Have you ever done something on a whim? Perhaps bought a photo book that wasn’t what you thought it might be or sent an image to a photography magazine and that got rejected. He’s a little tale from last month…
I’d been toying with taking out a subscription to “Landscape” magazine, which is only available on-line. After taking a good look around the website I was very impressed by the layout and quality of the images and took the plunge. It didn’t take long for a link to the download page and before long I was immersed in the magazine.
The editorial team wanted some autumnal images. I had made several already this year and now turned to my archive for the photo above, which had been made in 2015. I looked long and hard at the image, tweaked one or two things and sent it – on a whim! – for consideration. And on Wednesday morning, 1st November, I downloaded the latest edition and there was my image!
Overwhelmed didn’t cover my joy and delight. What it did cover was an image sent on a whim and it caught someone’s eye. And now, dear friends, I’m off to see what else I can find that might just get another image published. You just never know…
There is a little car park, called Gresty’s Waste, on the A54 Chester road on the outskirts of the village of Kelsall. It’s on the very edge of Delamere Forest. Today the sun was shining and I stopped off to see how the autumn colour was doing. As I stepped into the wood, a shaft of light pierced the shadows and lit up this little tree.
It wasn’t until got home and downloaded the image, that I realised there was a number of “rainbows” within the shaft of light. I’ve never experienced such a sight but I’m so glad I was in the woods when the sunlight hit the tree.
It will be appearing on my Instagram feed later today.
I have a bit of an affinity with modern architecture.

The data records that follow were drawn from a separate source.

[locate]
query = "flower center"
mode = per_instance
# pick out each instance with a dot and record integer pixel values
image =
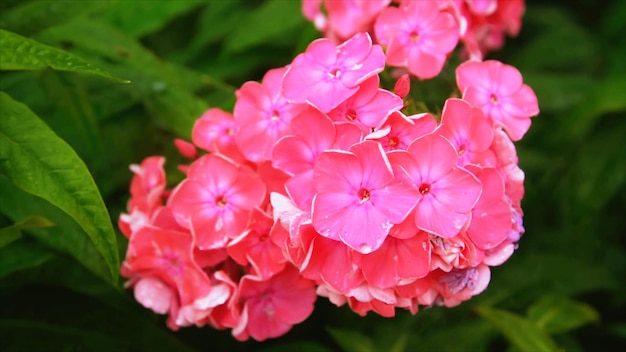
(364, 195)
(351, 115)
(220, 201)
(494, 99)
(334, 73)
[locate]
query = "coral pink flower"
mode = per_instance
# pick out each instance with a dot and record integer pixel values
(358, 198)
(272, 306)
(368, 107)
(262, 115)
(161, 262)
(255, 247)
(491, 217)
(469, 131)
(418, 36)
(447, 193)
(216, 200)
(403, 130)
(325, 75)
(214, 131)
(404, 259)
(498, 90)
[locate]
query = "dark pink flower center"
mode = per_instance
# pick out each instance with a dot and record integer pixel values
(364, 195)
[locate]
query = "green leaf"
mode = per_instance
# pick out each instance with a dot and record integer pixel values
(14, 232)
(20, 256)
(556, 314)
(35, 160)
(351, 341)
(154, 15)
(519, 331)
(274, 18)
(19, 53)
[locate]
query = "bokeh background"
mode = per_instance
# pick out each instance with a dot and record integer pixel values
(565, 283)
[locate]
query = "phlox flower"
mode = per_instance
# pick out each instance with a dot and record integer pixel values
(272, 306)
(358, 198)
(255, 247)
(446, 193)
(325, 75)
(418, 36)
(491, 217)
(214, 132)
(262, 115)
(498, 90)
(368, 107)
(403, 130)
(469, 131)
(216, 200)
(161, 266)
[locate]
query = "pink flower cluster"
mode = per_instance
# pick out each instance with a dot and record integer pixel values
(419, 35)
(319, 185)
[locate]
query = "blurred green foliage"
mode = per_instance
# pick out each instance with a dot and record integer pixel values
(563, 289)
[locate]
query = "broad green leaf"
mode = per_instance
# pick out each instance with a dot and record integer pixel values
(14, 232)
(519, 331)
(272, 20)
(67, 237)
(351, 341)
(556, 314)
(154, 15)
(30, 17)
(19, 53)
(21, 255)
(35, 160)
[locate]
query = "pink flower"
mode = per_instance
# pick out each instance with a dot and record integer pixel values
(272, 306)
(214, 131)
(497, 89)
(469, 131)
(325, 75)
(447, 193)
(216, 200)
(262, 115)
(358, 198)
(418, 36)
(368, 107)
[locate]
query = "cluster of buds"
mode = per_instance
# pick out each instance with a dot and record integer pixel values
(320, 184)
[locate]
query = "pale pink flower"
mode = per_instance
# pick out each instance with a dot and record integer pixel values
(368, 107)
(325, 75)
(255, 247)
(358, 198)
(403, 130)
(403, 259)
(447, 193)
(418, 35)
(214, 132)
(262, 115)
(498, 90)
(216, 200)
(272, 306)
(469, 131)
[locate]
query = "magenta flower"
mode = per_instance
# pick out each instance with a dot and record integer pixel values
(447, 193)
(469, 131)
(418, 35)
(498, 90)
(272, 306)
(262, 115)
(325, 75)
(368, 107)
(358, 198)
(216, 200)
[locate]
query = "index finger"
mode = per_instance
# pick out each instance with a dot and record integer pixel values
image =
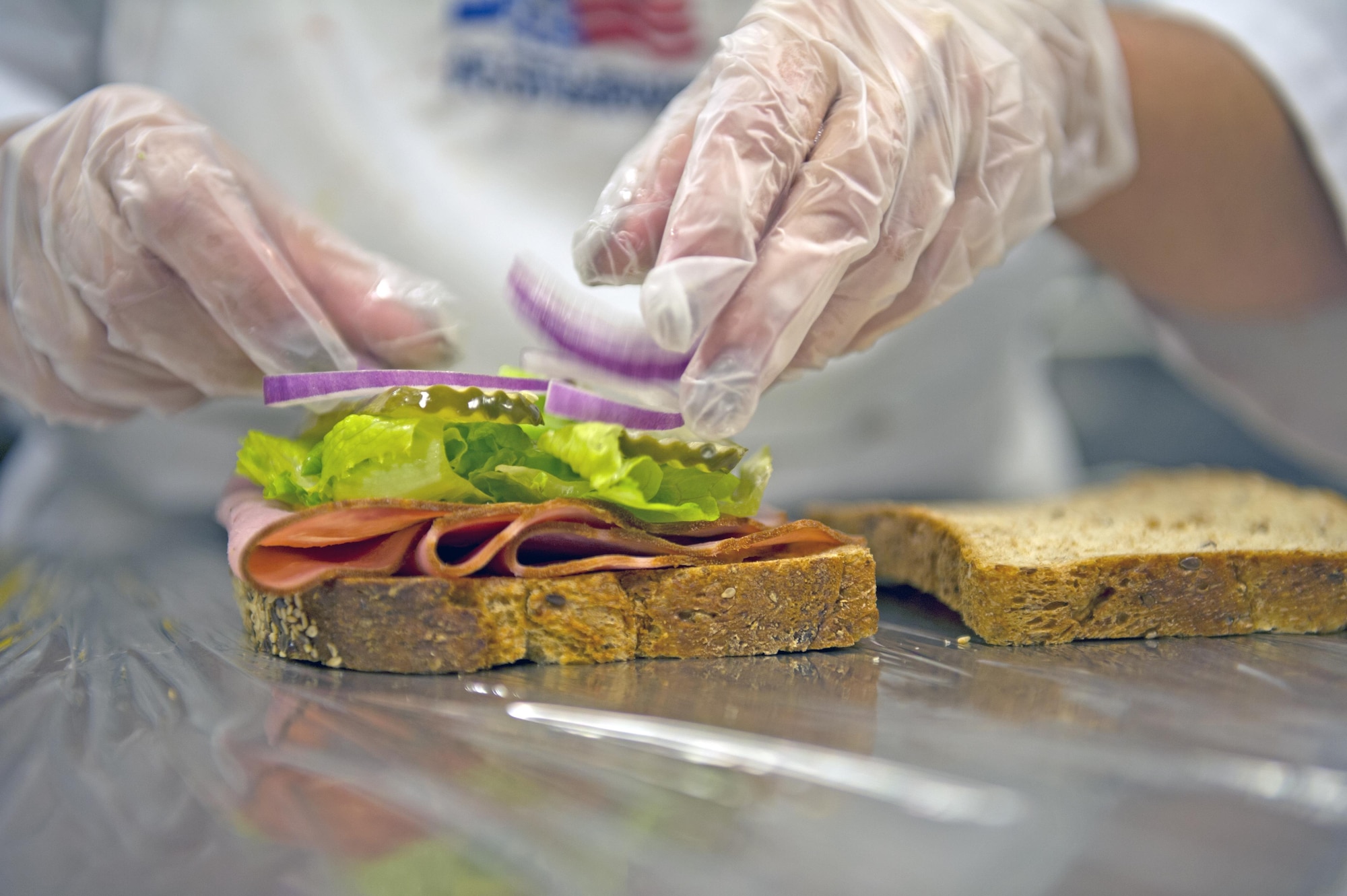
(763, 113)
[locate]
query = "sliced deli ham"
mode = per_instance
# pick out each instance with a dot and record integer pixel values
(285, 551)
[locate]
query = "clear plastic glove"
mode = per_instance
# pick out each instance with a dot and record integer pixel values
(143, 264)
(843, 166)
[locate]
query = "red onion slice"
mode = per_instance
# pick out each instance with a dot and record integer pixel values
(576, 404)
(589, 330)
(296, 389)
(554, 364)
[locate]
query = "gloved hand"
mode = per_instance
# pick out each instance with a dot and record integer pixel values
(845, 164)
(143, 264)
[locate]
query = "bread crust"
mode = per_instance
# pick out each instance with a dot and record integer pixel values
(425, 625)
(1125, 595)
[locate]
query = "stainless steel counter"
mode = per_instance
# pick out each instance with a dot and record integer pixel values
(146, 750)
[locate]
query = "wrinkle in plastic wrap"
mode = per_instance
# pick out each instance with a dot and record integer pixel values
(145, 749)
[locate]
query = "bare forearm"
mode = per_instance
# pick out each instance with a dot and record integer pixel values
(1226, 215)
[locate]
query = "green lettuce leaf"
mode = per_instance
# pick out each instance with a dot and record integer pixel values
(424, 458)
(754, 477)
(277, 464)
(529, 486)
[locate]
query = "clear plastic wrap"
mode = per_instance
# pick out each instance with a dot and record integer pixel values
(146, 750)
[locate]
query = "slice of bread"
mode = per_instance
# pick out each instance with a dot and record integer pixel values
(1194, 552)
(424, 625)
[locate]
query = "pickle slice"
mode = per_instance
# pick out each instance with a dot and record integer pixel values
(456, 404)
(716, 455)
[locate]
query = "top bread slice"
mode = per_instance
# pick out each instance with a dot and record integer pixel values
(1194, 552)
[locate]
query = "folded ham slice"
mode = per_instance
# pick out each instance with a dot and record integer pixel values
(284, 551)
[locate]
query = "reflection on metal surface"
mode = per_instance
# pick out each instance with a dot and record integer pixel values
(919, 793)
(146, 750)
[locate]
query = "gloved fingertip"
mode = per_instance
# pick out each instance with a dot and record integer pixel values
(666, 310)
(719, 408)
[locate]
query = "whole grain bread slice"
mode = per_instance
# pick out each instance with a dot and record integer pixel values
(425, 625)
(1193, 552)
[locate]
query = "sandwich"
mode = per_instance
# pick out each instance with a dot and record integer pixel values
(436, 522)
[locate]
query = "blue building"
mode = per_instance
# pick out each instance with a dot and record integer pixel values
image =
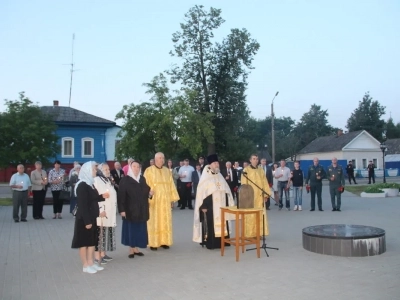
(82, 136)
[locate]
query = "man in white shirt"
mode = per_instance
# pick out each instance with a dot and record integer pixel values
(283, 175)
(21, 185)
(185, 175)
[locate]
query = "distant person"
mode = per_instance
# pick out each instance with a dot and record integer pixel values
(133, 205)
(185, 175)
(371, 172)
(73, 181)
(20, 184)
(85, 234)
(335, 176)
(105, 224)
(116, 174)
(56, 180)
(39, 182)
(297, 182)
(314, 178)
(162, 186)
(350, 172)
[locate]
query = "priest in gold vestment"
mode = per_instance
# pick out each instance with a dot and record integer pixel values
(213, 192)
(159, 225)
(257, 175)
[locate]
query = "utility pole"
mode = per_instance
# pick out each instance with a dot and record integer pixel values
(273, 128)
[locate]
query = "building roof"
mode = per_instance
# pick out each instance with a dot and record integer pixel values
(393, 146)
(330, 143)
(64, 114)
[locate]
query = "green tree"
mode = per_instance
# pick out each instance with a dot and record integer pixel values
(392, 130)
(217, 72)
(313, 124)
(27, 134)
(367, 116)
(166, 123)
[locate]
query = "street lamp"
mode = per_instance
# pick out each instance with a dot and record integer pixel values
(272, 128)
(383, 148)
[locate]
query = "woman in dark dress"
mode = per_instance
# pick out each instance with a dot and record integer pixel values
(133, 205)
(85, 236)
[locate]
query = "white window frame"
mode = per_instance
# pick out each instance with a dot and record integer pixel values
(72, 140)
(87, 139)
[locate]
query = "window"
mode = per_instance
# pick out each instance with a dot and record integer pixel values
(87, 147)
(364, 163)
(67, 145)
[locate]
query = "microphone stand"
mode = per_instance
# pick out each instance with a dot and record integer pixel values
(264, 245)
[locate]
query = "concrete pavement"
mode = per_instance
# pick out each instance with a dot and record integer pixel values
(37, 262)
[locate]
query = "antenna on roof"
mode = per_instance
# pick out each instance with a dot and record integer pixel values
(72, 69)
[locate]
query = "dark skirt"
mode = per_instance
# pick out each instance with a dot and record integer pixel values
(134, 234)
(84, 237)
(106, 239)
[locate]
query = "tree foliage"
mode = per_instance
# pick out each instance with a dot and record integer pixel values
(367, 116)
(27, 134)
(166, 123)
(217, 72)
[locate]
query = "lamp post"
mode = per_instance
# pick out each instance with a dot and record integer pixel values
(383, 148)
(272, 128)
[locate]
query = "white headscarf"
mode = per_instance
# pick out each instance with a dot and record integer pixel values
(130, 173)
(86, 174)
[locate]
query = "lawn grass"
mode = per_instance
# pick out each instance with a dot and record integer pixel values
(355, 189)
(5, 202)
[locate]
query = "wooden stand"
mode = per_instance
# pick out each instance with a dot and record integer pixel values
(240, 239)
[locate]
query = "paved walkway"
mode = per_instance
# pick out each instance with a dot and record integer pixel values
(36, 261)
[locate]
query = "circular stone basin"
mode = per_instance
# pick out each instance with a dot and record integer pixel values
(344, 240)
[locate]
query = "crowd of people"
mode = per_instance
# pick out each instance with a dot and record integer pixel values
(145, 199)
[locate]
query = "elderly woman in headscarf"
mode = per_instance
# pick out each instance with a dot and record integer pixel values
(85, 235)
(106, 224)
(133, 205)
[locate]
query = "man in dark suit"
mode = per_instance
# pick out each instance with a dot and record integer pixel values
(116, 174)
(231, 178)
(196, 178)
(268, 173)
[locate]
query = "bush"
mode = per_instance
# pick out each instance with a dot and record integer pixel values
(373, 189)
(388, 185)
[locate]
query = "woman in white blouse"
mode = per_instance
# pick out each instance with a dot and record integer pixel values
(107, 221)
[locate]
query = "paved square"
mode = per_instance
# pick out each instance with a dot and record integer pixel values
(37, 262)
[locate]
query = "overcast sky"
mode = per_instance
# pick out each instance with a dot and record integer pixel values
(324, 52)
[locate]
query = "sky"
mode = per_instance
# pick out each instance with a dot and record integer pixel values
(324, 52)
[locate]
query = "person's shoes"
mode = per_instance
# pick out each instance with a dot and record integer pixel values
(97, 267)
(89, 270)
(107, 258)
(100, 262)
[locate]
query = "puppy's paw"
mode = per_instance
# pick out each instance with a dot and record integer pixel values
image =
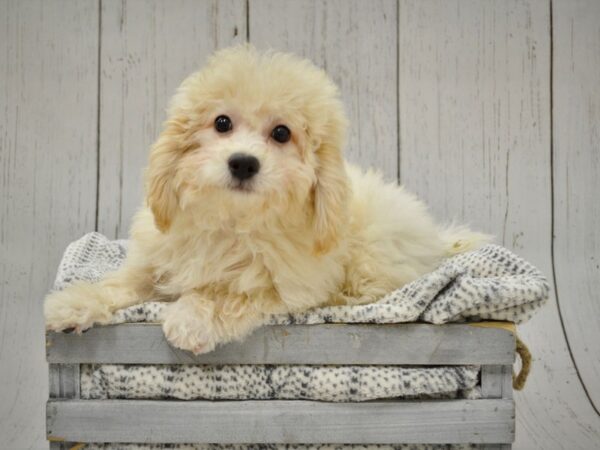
(188, 325)
(74, 309)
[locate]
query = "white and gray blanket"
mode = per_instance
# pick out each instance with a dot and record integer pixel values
(491, 283)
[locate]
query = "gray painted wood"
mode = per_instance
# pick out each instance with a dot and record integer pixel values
(280, 421)
(410, 344)
(63, 380)
(496, 381)
(355, 42)
(576, 149)
(475, 128)
(148, 48)
(48, 107)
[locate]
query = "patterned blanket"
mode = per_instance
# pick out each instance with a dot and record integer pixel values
(489, 283)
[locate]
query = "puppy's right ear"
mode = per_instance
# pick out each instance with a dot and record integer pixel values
(161, 188)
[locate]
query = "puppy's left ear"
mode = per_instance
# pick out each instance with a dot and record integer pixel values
(331, 196)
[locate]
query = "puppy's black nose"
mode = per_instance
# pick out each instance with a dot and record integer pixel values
(243, 166)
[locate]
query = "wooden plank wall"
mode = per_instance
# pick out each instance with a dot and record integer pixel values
(490, 111)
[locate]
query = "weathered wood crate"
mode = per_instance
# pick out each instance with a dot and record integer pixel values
(488, 421)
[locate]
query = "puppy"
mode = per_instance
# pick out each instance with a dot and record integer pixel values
(251, 210)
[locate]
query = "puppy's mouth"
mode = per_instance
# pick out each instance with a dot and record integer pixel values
(241, 186)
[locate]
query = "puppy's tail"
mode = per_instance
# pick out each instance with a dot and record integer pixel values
(459, 239)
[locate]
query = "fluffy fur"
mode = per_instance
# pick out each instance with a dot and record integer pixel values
(307, 230)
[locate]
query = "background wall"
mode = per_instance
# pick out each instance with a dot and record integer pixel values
(489, 110)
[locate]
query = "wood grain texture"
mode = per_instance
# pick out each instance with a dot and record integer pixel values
(48, 107)
(576, 147)
(475, 144)
(63, 380)
(354, 41)
(282, 421)
(148, 48)
(410, 344)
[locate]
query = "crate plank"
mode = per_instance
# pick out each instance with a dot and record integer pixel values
(406, 344)
(233, 422)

London is one of my favourite haunts and this image depicts The Lloyds Buildings on the corner of Lime Street and “The Cheese Grater” on Leadenhall Street, which was under construction when I was last there. It was photographed using my Fujifilm X-20 compact camera. Processing was done using Lightroom v6.9.
Shutlingsloe is a hill of 506 metre’s height (1,660 feet) on the edge of the Peak District National Park. Wildboarclough is in its shadow but the best views are from the A54 Congleton to Buxton road beyond The Rose & Crown inn, which is where this photograph was taken using my X-Pro2. It is a grand hill to walk up and take in the views over the Cheshire Plain using paths from Wildboarclough. Once atop the hill there are wonderful panorama’s; The Roaches at Upper Hulme can be seen; Tegg’s Nose, above Macclesfield, can also be seen.
Those of you who might wish to make the climb should use Ordnance Survey Map OL24, which covers much of the Peak District National Park.
The Matterhorn of Cheshire? Well, there’s a very slight resemblance with the Swiss Matterhorn from certain angles, including the one above. Climb it and enjoy it…
It’s great to be back at The Fuji Freak blog especially now autumn is here, or Fall, as my American friends would say. It’s my favourite part of the year followed by winter and spring.
Today, 16 October 2017, is exactly thirty years since the last catastrophic hurricane to find landfall in the United Kingdom. Southern England took the brunt of the winds then. Now, what was Hurricane Ophelia, has struck in the Republic of Ireland, through Northern Ireland, across the Irish Sea to south-west Scotland and into Wales. As I write this post the wind is rattling the windows in my house and it looks like it might be a sleepless night. There are going to be causalities; there are already three fatalities in the Republic of Ireland and untold damage.
I took this photograph this afternoon just as the wind started to strengthen. The skies were blue, the sun shining brightly onto Storeton Woods in Prenton, Merseyside. In fact, it was one of the only days this year with sufficient sunshine to get a few good images in the bag. The image was made using my go-to Fujifim X-Pro2, a superb camera, with a 14mm Fujinon on the front; quite the best I have ever used… and that’s a lot of camera’s! Post-processing was done in Lightroom v.6.9.